Rui Pinto is ‘under lock and key’ for 19 out of every 24 hours.

His crimes? Well, that’s where this gets increasingly confusing.

Information uncovered by Pinto has been “extraordinarily important for the defence of public interest”, claims euro MP Ana Gomes.

Public prosecutors and tax inspectors in other European countries are keen to get as much of Pinto’s information’ as they can.

But for the time being at least, the young man who ‘fled Portugal for Hungary in 2015’ is being treated by the nation’s press as a form of Public Enemy No 1: an insidious ‘hacker’ who dared peek into the inner circles of an institution that, up till now, has enjoyed apparent impunity.

Ana Gomes is one of the extremely few public voices who have defended Pinto. Her ‘reward’ in a country where it is still a crime to besmirch someone’s honour, is that she now purportedly faces two prosecutions for defamation.

Gomes has told television news anchors that she ‘stands by every word’ she told sporting newspaper Record last week. The fall-out however promises to be tremendous. For Gomes has gone into ‘forbidden territory’ by questioning the very ethos of Portuguese justice.

Discussing the alleged ‘crimes’ stacked up against Pinto she queried whether Portuguese justice is dancing to the tune of the ‘cash registers’ of a ‘very special fund’ based in the tax haven of Malta “known to have a Kazakhstan mafia behind it”?

Is this the same justice “that does not act to help recover millions (in unpaid taxes) as Spanish authorities have done”?

And is this the same justice system “that doesn’t act over high-ranking criminals like Ricardo Salgado” – cited in myriad corruption investigations but ostensibly as free as he was before BES came crashing down to the ruination of thousands?

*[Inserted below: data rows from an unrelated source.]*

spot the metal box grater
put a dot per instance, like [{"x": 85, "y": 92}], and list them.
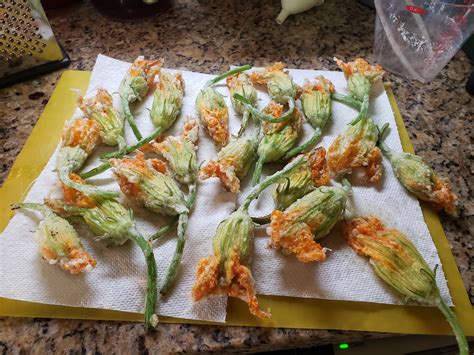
[{"x": 27, "y": 44}]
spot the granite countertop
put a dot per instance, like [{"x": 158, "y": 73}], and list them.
[{"x": 208, "y": 36}]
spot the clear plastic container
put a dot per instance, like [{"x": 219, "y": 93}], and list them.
[{"x": 416, "y": 38}]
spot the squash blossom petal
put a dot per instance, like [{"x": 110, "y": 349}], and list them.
[
  {"x": 233, "y": 163},
  {"x": 316, "y": 101},
  {"x": 84, "y": 133},
  {"x": 422, "y": 181},
  {"x": 139, "y": 79},
  {"x": 80, "y": 137},
  {"x": 110, "y": 221},
  {"x": 106, "y": 218},
  {"x": 312, "y": 174},
  {"x": 227, "y": 271},
  {"x": 145, "y": 182},
  {"x": 167, "y": 100},
  {"x": 280, "y": 85},
  {"x": 240, "y": 84},
  {"x": 278, "y": 138},
  {"x": 397, "y": 262},
  {"x": 360, "y": 76},
  {"x": 100, "y": 109},
  {"x": 357, "y": 147},
  {"x": 306, "y": 220},
  {"x": 180, "y": 152},
  {"x": 59, "y": 241},
  {"x": 214, "y": 115}
]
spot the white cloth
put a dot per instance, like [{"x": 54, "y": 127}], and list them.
[{"x": 119, "y": 280}]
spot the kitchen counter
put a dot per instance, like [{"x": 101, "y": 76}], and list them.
[{"x": 208, "y": 36}]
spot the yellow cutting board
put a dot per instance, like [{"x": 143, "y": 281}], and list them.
[{"x": 287, "y": 312}]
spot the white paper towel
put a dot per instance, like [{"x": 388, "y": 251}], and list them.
[
  {"x": 345, "y": 275},
  {"x": 119, "y": 280}
]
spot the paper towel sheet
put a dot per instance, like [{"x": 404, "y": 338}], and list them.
[
  {"x": 119, "y": 280},
  {"x": 345, "y": 275}
]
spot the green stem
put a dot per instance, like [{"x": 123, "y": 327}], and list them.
[
  {"x": 261, "y": 220},
  {"x": 245, "y": 120},
  {"x": 87, "y": 190},
  {"x": 305, "y": 146},
  {"x": 258, "y": 170},
  {"x": 263, "y": 117},
  {"x": 178, "y": 253},
  {"x": 162, "y": 231},
  {"x": 130, "y": 119},
  {"x": 117, "y": 154},
  {"x": 382, "y": 131},
  {"x": 346, "y": 99},
  {"x": 364, "y": 108},
  {"x": 228, "y": 73},
  {"x": 346, "y": 185},
  {"x": 191, "y": 198},
  {"x": 151, "y": 319},
  {"x": 386, "y": 150},
  {"x": 454, "y": 323},
  {"x": 43, "y": 209},
  {"x": 257, "y": 190}
]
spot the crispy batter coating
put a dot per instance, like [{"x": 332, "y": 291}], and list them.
[
  {"x": 72, "y": 197},
  {"x": 236, "y": 282},
  {"x": 224, "y": 171},
  {"x": 352, "y": 151},
  {"x": 146, "y": 68},
  {"x": 319, "y": 167},
  {"x": 294, "y": 237},
  {"x": 82, "y": 132}
]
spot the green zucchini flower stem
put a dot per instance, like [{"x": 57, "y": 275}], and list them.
[
  {"x": 228, "y": 73},
  {"x": 364, "y": 108},
  {"x": 120, "y": 153},
  {"x": 129, "y": 117},
  {"x": 163, "y": 231},
  {"x": 151, "y": 319},
  {"x": 245, "y": 119},
  {"x": 263, "y": 117},
  {"x": 346, "y": 99},
  {"x": 178, "y": 253},
  {"x": 454, "y": 323},
  {"x": 257, "y": 190},
  {"x": 87, "y": 190},
  {"x": 305, "y": 146}
]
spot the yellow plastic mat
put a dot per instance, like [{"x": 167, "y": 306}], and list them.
[{"x": 287, "y": 312}]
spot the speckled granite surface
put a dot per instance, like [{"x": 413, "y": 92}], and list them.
[{"x": 209, "y": 36}]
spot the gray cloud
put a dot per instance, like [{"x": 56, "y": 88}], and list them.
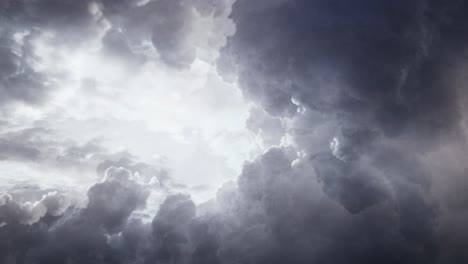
[{"x": 364, "y": 90}]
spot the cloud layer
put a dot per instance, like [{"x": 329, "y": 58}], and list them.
[{"x": 361, "y": 106}]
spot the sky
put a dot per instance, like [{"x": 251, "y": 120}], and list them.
[{"x": 233, "y": 131}]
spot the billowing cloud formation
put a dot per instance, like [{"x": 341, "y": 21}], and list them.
[{"x": 364, "y": 100}]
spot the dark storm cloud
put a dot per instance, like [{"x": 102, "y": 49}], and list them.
[
  {"x": 374, "y": 79},
  {"x": 380, "y": 64}
]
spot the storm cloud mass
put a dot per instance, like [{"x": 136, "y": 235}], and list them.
[{"x": 358, "y": 109}]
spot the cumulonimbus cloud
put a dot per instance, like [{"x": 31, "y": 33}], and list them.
[{"x": 366, "y": 105}]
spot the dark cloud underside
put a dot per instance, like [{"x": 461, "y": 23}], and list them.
[{"x": 377, "y": 79}]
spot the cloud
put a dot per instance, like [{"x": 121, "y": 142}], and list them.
[{"x": 362, "y": 99}]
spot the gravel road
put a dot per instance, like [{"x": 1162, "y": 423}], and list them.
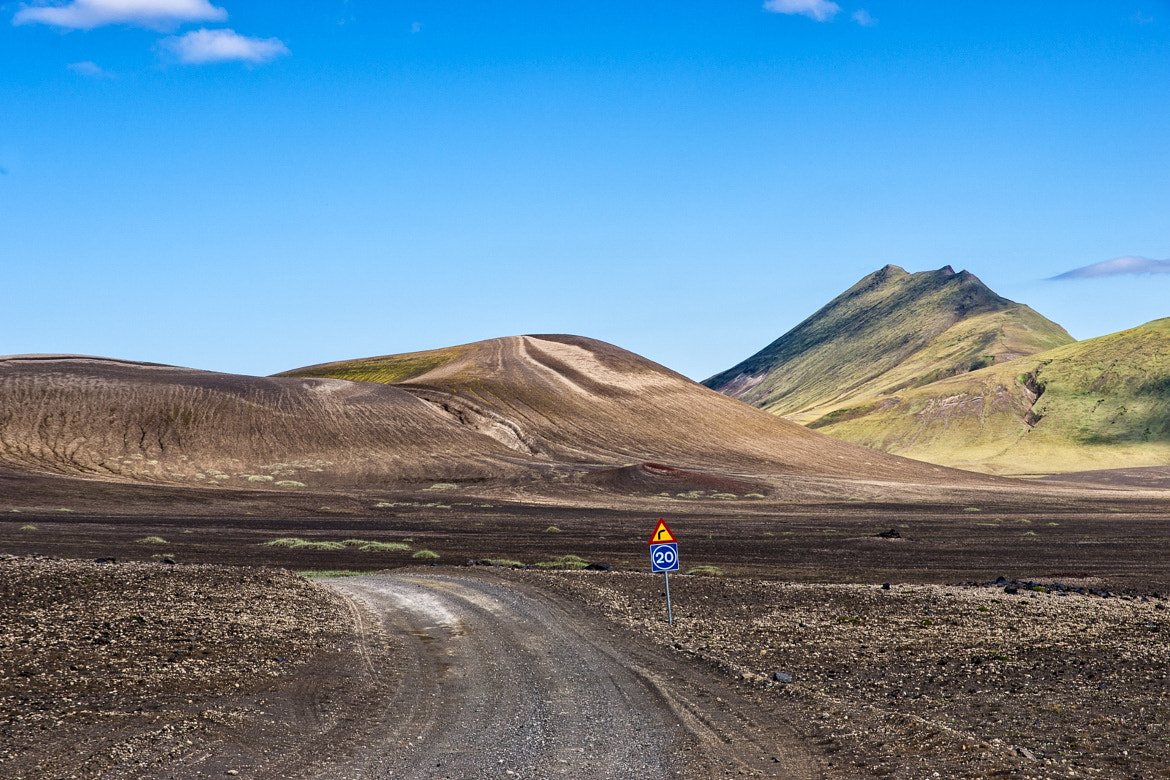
[{"x": 488, "y": 678}]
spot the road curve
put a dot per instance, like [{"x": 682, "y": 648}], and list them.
[{"x": 480, "y": 677}]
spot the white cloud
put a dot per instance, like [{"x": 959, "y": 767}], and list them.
[
  {"x": 823, "y": 11},
  {"x": 864, "y": 18},
  {"x": 1128, "y": 266},
  {"x": 202, "y": 46},
  {"x": 88, "y": 14},
  {"x": 90, "y": 69}
]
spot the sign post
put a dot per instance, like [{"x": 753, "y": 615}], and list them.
[{"x": 665, "y": 558}]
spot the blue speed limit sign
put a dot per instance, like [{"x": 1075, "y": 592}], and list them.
[{"x": 665, "y": 557}]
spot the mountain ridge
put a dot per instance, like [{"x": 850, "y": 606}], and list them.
[{"x": 889, "y": 331}]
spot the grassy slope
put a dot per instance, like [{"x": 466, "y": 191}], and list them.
[
  {"x": 890, "y": 331},
  {"x": 1105, "y": 404}
]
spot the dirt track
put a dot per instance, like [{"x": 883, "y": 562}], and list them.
[{"x": 499, "y": 680}]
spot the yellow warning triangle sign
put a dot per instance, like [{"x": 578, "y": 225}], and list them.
[{"x": 662, "y": 533}]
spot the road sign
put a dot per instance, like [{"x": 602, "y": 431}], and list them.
[
  {"x": 665, "y": 557},
  {"x": 662, "y": 533}
]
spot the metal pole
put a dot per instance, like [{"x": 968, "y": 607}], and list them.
[{"x": 669, "y": 614}]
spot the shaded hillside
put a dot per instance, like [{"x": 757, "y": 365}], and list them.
[
  {"x": 576, "y": 400},
  {"x": 555, "y": 412},
  {"x": 888, "y": 332},
  {"x": 1099, "y": 404},
  {"x": 159, "y": 423}
]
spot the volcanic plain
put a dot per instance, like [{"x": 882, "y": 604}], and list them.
[{"x": 1021, "y": 633}]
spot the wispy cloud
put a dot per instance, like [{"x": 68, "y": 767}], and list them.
[
  {"x": 864, "y": 18},
  {"x": 89, "y": 69},
  {"x": 204, "y": 46},
  {"x": 1127, "y": 266},
  {"x": 823, "y": 11},
  {"x": 88, "y": 14}
]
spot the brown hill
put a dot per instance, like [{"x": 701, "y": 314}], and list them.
[
  {"x": 549, "y": 409},
  {"x": 144, "y": 422},
  {"x": 577, "y": 400}
]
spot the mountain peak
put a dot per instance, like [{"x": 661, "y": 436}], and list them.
[{"x": 889, "y": 331}]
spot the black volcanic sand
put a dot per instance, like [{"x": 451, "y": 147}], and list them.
[{"x": 1121, "y": 539}]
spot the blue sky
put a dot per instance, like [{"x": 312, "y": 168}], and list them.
[{"x": 240, "y": 187}]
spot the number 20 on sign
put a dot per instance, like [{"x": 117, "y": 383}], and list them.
[{"x": 665, "y": 558}]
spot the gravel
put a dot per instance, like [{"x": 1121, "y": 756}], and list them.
[
  {"x": 118, "y": 667},
  {"x": 964, "y": 681}
]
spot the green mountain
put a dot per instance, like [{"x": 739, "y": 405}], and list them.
[
  {"x": 890, "y": 332},
  {"x": 1099, "y": 404}
]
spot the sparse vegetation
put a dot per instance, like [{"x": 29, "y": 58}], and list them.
[
  {"x": 503, "y": 561},
  {"x": 363, "y": 545},
  {"x": 704, "y": 570},
  {"x": 564, "y": 561},
  {"x": 325, "y": 573}
]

Gomes’ words came in a week when Salgado was actually photographed boarding a flight to Geneva ‘to visit his daughter’, and a judge in Aveiro decided against sending the kingpin in one of Portugal’s longest and most expensive corruption trials to jail “because the limits on many of his crimes had expired”.

As Gomes told Record, the spotlights of the world are now focused on Portuguese justice.

This little country on the edge of Europe has suddenly gone beyond the judge who thought it was okay for an adulterous woman to be beaten with a nail-spiked club “because adultery is a very serious attack on the honour and dignity of a man”. It has becoming a question of how far can Portuguese justice be allowed to go before it is pulled back and called into account.

Talking to SIC television on Wednesday, commentator and journalist Rui Santos said “whistleblowers in jail and corrupt people left free? No. Rui Pinto cannot be ignored because he had the courage at a determined moment to reveal certain situations that have public interest”.

Santos said that in his opinion there “is no doubt whatsoever that the system protects the powerful”.

Whoever doesn’t “kneel” before the powers that be in football, “will be sued. It has always been that way”, he told an extremely uncomfortable-looking news anchor.

Ana Gomes, for her determination, will “go through a bad patch, because the powers are not forgiving”.

But what is important is that football “cannot be an untouchable industry”, Santos stressed, adding “thank goodness there is Ana Gomes in this country” as there are so few people with the courage to call out injustices generally.

Santos’ powerful conclusion was that the country is “sick and tired, and we have already all paid an extremely high price, over the fact that untouchables have lived in this country for years and years and years”.